At least in this case, Doyle did indeed fictionalize the groups and events, a lesson he no doubt learned from the reaction to his portrayal of Mormons earlier.
**Mr. Schafter and his daughter Ettie were German originally, and in the American edition. But WWI made sympathetic German characters unacceptable in England, so editions there changed them to Swedish extraction...
**Despite my reservations about the length and appropriateness of the Scowrers tale, it is a good story, well told--a Donnie Brasco for the Pennsylvania mining scene.
**I really don't like the epilogue. Why kill the man we just spent 60 pages getting to know? The sole reason to end the affair on such a down note, it seems, is to prove that Moriarty was a badass. Well, we already knew that! What a terrible way to end the story!
SHERLOCK HOLMES WILL RETURN IN--THE ADVENTURE OF WISTERIA LODGE!

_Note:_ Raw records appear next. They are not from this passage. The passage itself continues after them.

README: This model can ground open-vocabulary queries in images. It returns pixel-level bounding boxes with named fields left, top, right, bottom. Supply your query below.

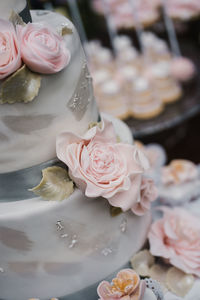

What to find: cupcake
left=146, top=62, right=182, bottom=103
left=159, top=159, right=200, bottom=206
left=131, top=77, right=164, bottom=119
left=97, top=80, right=129, bottom=119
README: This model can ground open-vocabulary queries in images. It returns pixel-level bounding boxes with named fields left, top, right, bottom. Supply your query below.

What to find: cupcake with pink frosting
left=159, top=159, right=200, bottom=206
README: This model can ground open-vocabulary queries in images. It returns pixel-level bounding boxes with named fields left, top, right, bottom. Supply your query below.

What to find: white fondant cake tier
left=0, top=189, right=150, bottom=300
left=0, top=115, right=151, bottom=300
left=0, top=11, right=98, bottom=173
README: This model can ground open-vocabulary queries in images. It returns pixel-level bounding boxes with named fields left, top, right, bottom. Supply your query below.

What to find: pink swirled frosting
left=0, top=19, right=22, bottom=80
left=148, top=207, right=200, bottom=277
left=56, top=120, right=156, bottom=215
left=162, top=159, right=198, bottom=185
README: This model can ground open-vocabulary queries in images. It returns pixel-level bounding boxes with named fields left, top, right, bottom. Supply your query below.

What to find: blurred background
left=29, top=0, right=200, bottom=163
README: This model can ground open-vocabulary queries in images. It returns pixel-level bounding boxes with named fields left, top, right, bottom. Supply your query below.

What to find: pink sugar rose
left=97, top=269, right=146, bottom=300
left=0, top=19, right=22, bottom=80
left=148, top=208, right=200, bottom=277
left=17, top=23, right=70, bottom=74
left=131, top=177, right=158, bottom=216
left=56, top=120, right=154, bottom=214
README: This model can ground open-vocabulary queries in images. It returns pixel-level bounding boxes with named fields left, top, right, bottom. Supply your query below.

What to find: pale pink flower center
left=83, top=143, right=124, bottom=183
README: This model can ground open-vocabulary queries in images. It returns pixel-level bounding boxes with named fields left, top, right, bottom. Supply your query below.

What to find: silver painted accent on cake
left=0, top=158, right=65, bottom=202
left=145, top=278, right=164, bottom=300
left=36, top=9, right=50, bottom=16
left=56, top=220, right=64, bottom=231
left=68, top=234, right=78, bottom=249
left=67, top=62, right=94, bottom=121
left=119, top=218, right=127, bottom=233
left=60, top=233, right=69, bottom=239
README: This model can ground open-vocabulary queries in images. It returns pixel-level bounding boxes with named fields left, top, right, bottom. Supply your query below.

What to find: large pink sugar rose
left=148, top=208, right=200, bottom=277
left=0, top=19, right=22, bottom=80
left=97, top=269, right=146, bottom=300
left=56, top=120, right=152, bottom=211
left=17, top=23, right=70, bottom=74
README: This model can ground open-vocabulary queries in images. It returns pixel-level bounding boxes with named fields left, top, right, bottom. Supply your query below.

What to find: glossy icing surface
left=0, top=11, right=98, bottom=173
left=0, top=115, right=151, bottom=300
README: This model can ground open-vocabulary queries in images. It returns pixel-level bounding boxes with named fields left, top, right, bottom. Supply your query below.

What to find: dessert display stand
left=126, top=41, right=200, bottom=139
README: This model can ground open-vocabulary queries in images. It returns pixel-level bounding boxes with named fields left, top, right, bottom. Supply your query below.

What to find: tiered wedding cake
left=0, top=0, right=154, bottom=300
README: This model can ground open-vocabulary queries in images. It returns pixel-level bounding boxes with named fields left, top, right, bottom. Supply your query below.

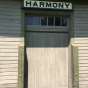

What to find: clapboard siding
left=74, top=5, right=88, bottom=88
left=0, top=0, right=22, bottom=88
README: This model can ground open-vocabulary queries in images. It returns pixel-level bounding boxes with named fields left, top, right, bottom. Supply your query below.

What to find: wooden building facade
left=0, top=0, right=88, bottom=88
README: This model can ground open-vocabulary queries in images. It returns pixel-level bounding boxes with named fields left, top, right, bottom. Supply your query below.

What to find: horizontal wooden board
left=0, top=49, right=18, bottom=53
left=0, top=37, right=21, bottom=42
left=74, top=30, right=88, bottom=34
left=0, top=45, right=19, bottom=50
left=0, top=68, right=18, bottom=73
left=0, top=76, right=18, bottom=80
left=0, top=53, right=18, bottom=57
left=79, top=70, right=88, bottom=74
left=79, top=46, right=88, bottom=50
left=79, top=59, right=88, bottom=64
left=74, top=33, right=88, bottom=38
left=0, top=72, right=18, bottom=77
left=79, top=56, right=88, bottom=60
left=0, top=61, right=18, bottom=65
left=0, top=64, right=18, bottom=69
left=0, top=42, right=20, bottom=46
left=0, top=56, right=18, bottom=61
left=0, top=80, right=18, bottom=84
left=79, top=62, right=88, bottom=67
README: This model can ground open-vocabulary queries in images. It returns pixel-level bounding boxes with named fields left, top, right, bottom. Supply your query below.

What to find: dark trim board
left=18, top=9, right=79, bottom=88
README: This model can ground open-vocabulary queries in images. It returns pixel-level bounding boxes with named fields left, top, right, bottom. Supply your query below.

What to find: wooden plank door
left=26, top=32, right=68, bottom=88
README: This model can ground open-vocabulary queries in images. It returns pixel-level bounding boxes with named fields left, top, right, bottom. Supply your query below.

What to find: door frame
left=18, top=8, right=79, bottom=88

Is that book cover trying to sell Valley of Fear as hard-boiled pulp fiction for real? Given that Sherlock Holmes books have sold steadily over the decades, the cover looks like a Mad magazine-style parody of how to mislead readers.
ReplyDeleteRob, that cover is 100% real. Read the second review on the page for the full story of how that came about...
ReplyDeleteThis is definitely an underrated mystery. All that BS with Moriarty and the Scowrers soured my memory of it. I'm still surprised it hasn't been adapted though - it seems like it lends itself well to that format once you strip away the extraneous nonsense.
ReplyDeleteHolmes was at his condescending worst in this one, especially in Chapter 7. No wonder McDonald wanted to give him a slap!
Here is a theory for you: as this novel was written after the public forced Conan Doyle to resume writing Sherlock Holmes stories, is it not possible he repeated some of Study in Scarlet's structural mistakes on purpose, in hopes that it would sour the public on Holmes and thus, Doyle could move on?